When the New Orleans Saints report to training camp Thursday, with the first practice scheduled for Friday morning at their Metairie training facility, they’ll look a lot different than they did a year ago.
For fans who suffered through the frustration of a 7-9 season, ending the most successful three-year stretch in the franchise’s 46-year history, it can’t come quickly enough.
While each new season brings some change, the anticipation this time around is understandable for two notable reasons.
First, there’s the return of coach Sean Payton, who was banished for the 2012 season as part of the team’s bounty punishment. Payton was reinstated in late January, and his first training camp in two years marks a return to normalcy for the organization.
And the 3-4 defense, put in place by new defensive coordinator Rob Ryan to replace a 4-3 scheme that yielded an NFL-record 7,042 total yards last season, will be a focus for the fans who turn out for 16 scheduled open practice sessions.
The Saints return to the field Thursday for a conditioning test after their six-week summer break. That followed a nine-week offseason program that included strength and conditioning work, a series of organized team activities and a mandatory three-day minicamp in June.
Before turning his players loose, Payton said the Saints had one of their better offseasons, mainly because it was devoid of distractions for the first time in four years.
“Coming off a disappointing year, I think we have enough veteran leadership on this team, and the players recognize we can be a lot better,” he said. “And we need to be better. I think it starts with that.”
Payton’s challenge is getting his team back to where it was from 2009-11, when the Saints put together a pair of 13-win regular seasons and won 11 games the other year. Counting the playoffs, they won 41 games during that stretch, including Super Bowl XLIV.
But while he wants to return to that level of play, Payton said he won’t talk to this year’s group about the team’s past success.
“Every year is different … so there is nothing promised,” he said. “There is a process of working hard, and obviously there are a lot of things that we have to improve on.”
One of the players looking forward to a new start has a new position as well. Will Smith, a 10-year veteran and the team’s longest-tenured player, has made the switch from defensive end to outside linebacker in the 3-4.
“Last year was one of those low moments, and we’re moving on from that,” Smith said. “This is a new and exciting year with a lot of new players in the locker room and a lot of new coaches. The team is progressing forward, and I think we have a lot of good things to come.”

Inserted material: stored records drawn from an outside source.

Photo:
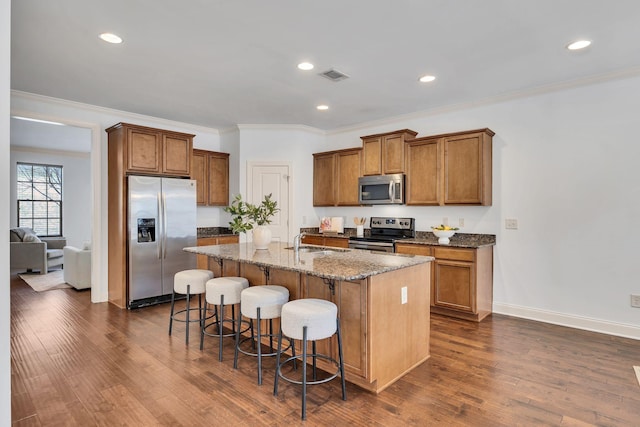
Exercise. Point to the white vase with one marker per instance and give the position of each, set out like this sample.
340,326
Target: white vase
261,237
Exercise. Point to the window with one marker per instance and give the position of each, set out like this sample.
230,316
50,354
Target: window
40,198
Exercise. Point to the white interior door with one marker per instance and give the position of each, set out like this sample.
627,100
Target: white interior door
271,178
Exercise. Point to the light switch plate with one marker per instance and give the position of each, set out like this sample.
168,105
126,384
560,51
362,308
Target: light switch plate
511,224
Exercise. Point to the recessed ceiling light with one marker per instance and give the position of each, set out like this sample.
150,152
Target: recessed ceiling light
577,45
110,38
306,66
29,119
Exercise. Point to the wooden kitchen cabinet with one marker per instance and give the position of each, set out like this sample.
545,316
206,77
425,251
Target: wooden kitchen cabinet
202,261
210,169
335,177
423,169
461,279
467,168
134,149
153,151
450,169
384,153
333,241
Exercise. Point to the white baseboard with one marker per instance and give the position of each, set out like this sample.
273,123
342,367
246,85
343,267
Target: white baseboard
572,321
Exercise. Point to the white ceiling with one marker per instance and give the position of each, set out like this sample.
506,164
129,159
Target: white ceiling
220,63
52,137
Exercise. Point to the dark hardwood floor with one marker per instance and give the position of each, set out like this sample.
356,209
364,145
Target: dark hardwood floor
77,363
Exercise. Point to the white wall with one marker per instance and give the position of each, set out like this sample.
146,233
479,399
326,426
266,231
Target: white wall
293,144
99,119
565,166
76,190
5,316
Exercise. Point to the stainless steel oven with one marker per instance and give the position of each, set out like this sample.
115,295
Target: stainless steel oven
383,234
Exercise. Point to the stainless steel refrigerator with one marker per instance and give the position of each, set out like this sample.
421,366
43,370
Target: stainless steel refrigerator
162,221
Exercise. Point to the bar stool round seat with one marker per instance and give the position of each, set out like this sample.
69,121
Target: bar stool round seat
188,282
221,292
307,320
260,303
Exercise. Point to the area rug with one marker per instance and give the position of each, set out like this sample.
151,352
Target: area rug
45,282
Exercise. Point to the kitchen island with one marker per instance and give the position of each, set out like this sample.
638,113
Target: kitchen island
383,300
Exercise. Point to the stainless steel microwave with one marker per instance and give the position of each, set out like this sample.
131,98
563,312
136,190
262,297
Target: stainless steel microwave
381,189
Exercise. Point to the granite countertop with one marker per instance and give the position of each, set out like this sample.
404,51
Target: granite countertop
338,264
459,240
204,232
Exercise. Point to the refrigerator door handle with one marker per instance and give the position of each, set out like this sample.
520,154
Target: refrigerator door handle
164,226
160,227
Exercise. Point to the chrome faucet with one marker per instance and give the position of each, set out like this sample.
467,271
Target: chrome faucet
296,241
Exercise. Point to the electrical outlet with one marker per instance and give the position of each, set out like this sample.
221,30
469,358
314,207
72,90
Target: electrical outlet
511,224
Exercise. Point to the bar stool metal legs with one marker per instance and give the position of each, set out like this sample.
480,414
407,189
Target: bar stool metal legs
309,320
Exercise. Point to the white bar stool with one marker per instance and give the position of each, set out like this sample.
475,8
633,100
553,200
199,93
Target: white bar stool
309,320
260,303
188,282
223,291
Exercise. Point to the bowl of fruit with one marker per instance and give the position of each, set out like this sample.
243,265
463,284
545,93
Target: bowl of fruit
443,233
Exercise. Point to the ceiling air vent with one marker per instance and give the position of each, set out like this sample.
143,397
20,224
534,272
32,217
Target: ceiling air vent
334,75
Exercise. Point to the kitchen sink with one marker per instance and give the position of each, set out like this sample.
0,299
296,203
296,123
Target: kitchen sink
318,249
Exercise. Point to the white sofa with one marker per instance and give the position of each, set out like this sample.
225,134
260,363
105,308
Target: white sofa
31,252
77,267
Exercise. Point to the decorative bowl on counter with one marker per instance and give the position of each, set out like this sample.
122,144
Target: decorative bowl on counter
443,233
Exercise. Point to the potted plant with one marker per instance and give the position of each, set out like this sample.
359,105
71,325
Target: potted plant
247,216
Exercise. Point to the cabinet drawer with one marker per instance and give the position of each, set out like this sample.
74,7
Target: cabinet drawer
336,242
414,249
454,254
228,239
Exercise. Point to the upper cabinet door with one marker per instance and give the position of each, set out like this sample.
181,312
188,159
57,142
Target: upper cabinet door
218,179
176,153
199,173
372,156
467,169
324,179
348,165
423,171
393,154
144,150
383,154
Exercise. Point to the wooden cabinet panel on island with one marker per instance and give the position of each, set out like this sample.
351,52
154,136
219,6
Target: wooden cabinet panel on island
384,153
461,279
334,241
211,172
335,177
450,169
202,261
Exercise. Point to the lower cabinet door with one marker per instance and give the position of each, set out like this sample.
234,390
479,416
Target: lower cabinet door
454,285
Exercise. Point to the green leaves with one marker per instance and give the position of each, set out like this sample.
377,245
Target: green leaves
246,215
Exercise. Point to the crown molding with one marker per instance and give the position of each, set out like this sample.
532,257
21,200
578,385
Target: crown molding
126,115
80,154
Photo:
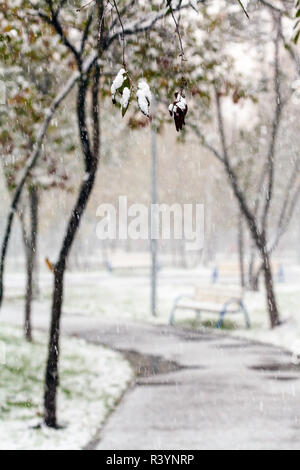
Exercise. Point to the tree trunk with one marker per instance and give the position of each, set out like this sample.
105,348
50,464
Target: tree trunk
31,259
52,377
269,284
241,244
91,156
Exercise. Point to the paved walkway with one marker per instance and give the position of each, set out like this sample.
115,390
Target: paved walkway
196,390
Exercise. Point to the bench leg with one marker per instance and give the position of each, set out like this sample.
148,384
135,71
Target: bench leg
222,315
246,315
172,315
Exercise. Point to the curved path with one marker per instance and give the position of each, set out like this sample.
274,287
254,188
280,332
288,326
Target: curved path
200,391
195,390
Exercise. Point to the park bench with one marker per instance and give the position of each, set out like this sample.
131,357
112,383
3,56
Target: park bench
219,300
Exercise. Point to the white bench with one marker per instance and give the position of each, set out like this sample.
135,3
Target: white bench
213,299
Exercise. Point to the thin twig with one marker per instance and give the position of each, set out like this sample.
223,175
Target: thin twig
169,2
123,31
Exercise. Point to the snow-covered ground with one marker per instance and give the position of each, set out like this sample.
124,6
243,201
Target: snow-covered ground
127,296
93,379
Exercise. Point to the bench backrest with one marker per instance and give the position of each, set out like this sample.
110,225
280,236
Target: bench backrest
218,294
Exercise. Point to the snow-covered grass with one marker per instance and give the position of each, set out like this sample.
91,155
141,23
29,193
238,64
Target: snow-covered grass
92,381
128,296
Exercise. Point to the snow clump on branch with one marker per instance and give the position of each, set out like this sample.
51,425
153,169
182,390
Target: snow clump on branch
144,97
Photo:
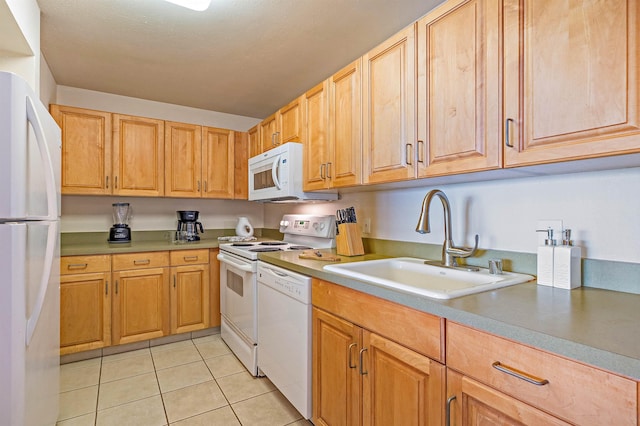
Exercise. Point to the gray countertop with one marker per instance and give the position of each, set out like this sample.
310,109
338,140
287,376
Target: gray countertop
594,326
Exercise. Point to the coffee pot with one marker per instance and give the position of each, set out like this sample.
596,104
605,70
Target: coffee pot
188,225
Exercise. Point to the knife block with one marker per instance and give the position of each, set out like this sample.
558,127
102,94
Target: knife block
349,240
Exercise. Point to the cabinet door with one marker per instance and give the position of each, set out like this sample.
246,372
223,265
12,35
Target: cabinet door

Here are five things to watch during training camp:
Fans got a glimpse of the new 3-4 scheme during the June minicamp, but things will speed up during training camp — especially when the players put full pads on. Ryan is expected to bring swagger back to the defense — and certainly an aggressive style of play after last season’s debacle.
Four-year veteran Charles Brown got most of the work with the first team during the veteran minicamp, but he’ll have to stay healthy to win the job and replace Jermon Bushrod. If Brown falters, two newcomers — veteran Jason Smith and third-round pick Terron Armstead — will be ready for their chance to protect Drew Brees’ blind side.
It will be interesting to see who steps up to take the role of Devery Henderson and be the third wide receiver behind Marques Colston and Lance Moore. While tight end Jimmy Graham is versatile enough to fill that spot in certain situations and formations, three youngsters — Joseph Morgan, Nick Toon and Kenny Stills — will try to get into the mix.
The Saints averaged more than 130 yards per game and ranked sixth in the league in both 2009 and ’11, but they netted just 98.6 yards per game last year. While the passing game remains the weapon of choice, Payton is determined to run the ball more — and more effectively.
The defense was gashed by the run last year, and it wasn’t great against the pass either. But Ryan likes physical play in the secondary, and the additions of cornerback Keenan Lewis in free agency and hard-hitting safety Kenny Vaccaro in the draft upgrade the back end and create competition for starting spots and in nickel and dime packages.